Sanayileşmiş ülkelerin çoğunda, sanayiler çevreye bıraktıkları atık miktarına ve bunların idaresine ilişkin katı standartlara tabi kılınmıştır. Ancak fosil enerji sektörü paradoksal olarak bunun dışında kalarak ürettiği CO2 miktarını tümüyle atmosfere bırakmaktadır. Dünyanın CO2 yayımının yaklaşık % 30 ’undan sorumlu olan bu büyük endüstrileri yeniden kazanım tesislerini kurmaya teşvik etmek makul ve etkin çözümlerden biri olarak gözükmektedir. Yakalanan CO2 faydalı amaçlarla kullanılmak üzere uzun süreli olarak depolanabilmekte ya da başka formlara dönüştürülerek doğrudan kullanılabilmektedir. En önemli kullanım seçeneklerinden birisi, yakalanan CO2’in boru hatları ile iletilerek petrol, kömür ve gaz yatakları gibi jeolojik oluşumlara enjeksiyonudur. Dünya genelinde, bu yöntemle yılda 10000 milyar ton CO2 depolama potansiyeli bulunmaktadır. Petrol yataklarına basılan CO2, ham petrolle karışarak kabarmasını ve daha viskoz hale gelerek petrol kuyularına doğru süpürülmesini sağlamaktadır. Kömür yataklarına enjekte edilen CO2, kömür tarafından adsorblanarak enerji kaynağı olarak kullanılan metan gazının salınmasına neden olmaktadır.
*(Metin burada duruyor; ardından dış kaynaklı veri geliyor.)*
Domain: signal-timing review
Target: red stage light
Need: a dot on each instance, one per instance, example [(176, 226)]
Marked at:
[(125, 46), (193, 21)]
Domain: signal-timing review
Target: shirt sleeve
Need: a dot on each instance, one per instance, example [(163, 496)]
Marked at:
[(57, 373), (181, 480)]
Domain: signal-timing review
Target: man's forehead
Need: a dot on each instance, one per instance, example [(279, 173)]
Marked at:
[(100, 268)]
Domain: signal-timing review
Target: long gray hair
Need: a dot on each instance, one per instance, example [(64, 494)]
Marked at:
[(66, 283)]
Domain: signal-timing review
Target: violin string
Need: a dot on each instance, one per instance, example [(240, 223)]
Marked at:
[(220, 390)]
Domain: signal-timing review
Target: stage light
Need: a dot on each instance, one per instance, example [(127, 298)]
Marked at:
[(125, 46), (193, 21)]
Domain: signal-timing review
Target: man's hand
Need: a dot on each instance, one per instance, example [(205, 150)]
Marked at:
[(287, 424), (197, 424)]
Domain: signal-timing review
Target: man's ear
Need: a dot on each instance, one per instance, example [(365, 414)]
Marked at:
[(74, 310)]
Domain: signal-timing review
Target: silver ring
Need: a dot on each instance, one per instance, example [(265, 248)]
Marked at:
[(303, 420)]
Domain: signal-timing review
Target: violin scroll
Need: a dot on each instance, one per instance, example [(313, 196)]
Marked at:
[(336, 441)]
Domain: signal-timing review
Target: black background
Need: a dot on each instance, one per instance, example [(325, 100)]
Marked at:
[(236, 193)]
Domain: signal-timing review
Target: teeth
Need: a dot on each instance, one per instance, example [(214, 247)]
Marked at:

Doğal gaz yataklarına enjeksiyon, derinlerdeki gazın CO2 ile yer değiştirerek yüzeye çıkarılmasını sağlamaktadır. Petrol ve kömür yataklarına CO2 enjeksiyonu ticari olarak kullanıma girmiş olup, Amerikadaki petrol yataklarına yılda 2 milyon ton CO2 enjekte edilmektedir. Gaz yataklarına enjeksiyon henüz ticari olarak kullanılmıyorsa da, yapılan araştırmalar ile teknik fizibilitesi kanıtlanmıştır. CO2 yakalama teknolojilerinin başlıca fosil enerji üretim merkezlerine yaygınlaştırılması, salınımı yılda bir kaç milyar ton civarında azaltacak önemli bir potansiyel teşkil etmektedir. Dünyanın enerji gereksiniminde fosil yakıtların ağırlıklı payı dikkate alındığında ve yeni enerji sistemlerinin piyasaya nüfuziyeti için zamana gereksinim olduğu düşünüldüğünde, CO2 yakalama ve tutuklama yayım sorununa katkıda bulunabilecek etkin çözümlerden biri olarak gözükmektedir. Ayrıca uzun dönemde CO2 tutuklama Dünyanın elde edilebilen enerji kaynaklarının önemli bir kısmını oluşturan geniş petrol ve gaz rezervlerinin daha etkin kullanılabilmesi için olanak sağlayacaktır.

H. SAYGIN, “ENERJİPOLİTİK: Küresel Isınma ile Mücadelede Sıfır Yayım Teknolojileri”, Enerji, Yıl: 11, Sayı: 1, Sayfa: 27 (Ocak 2006).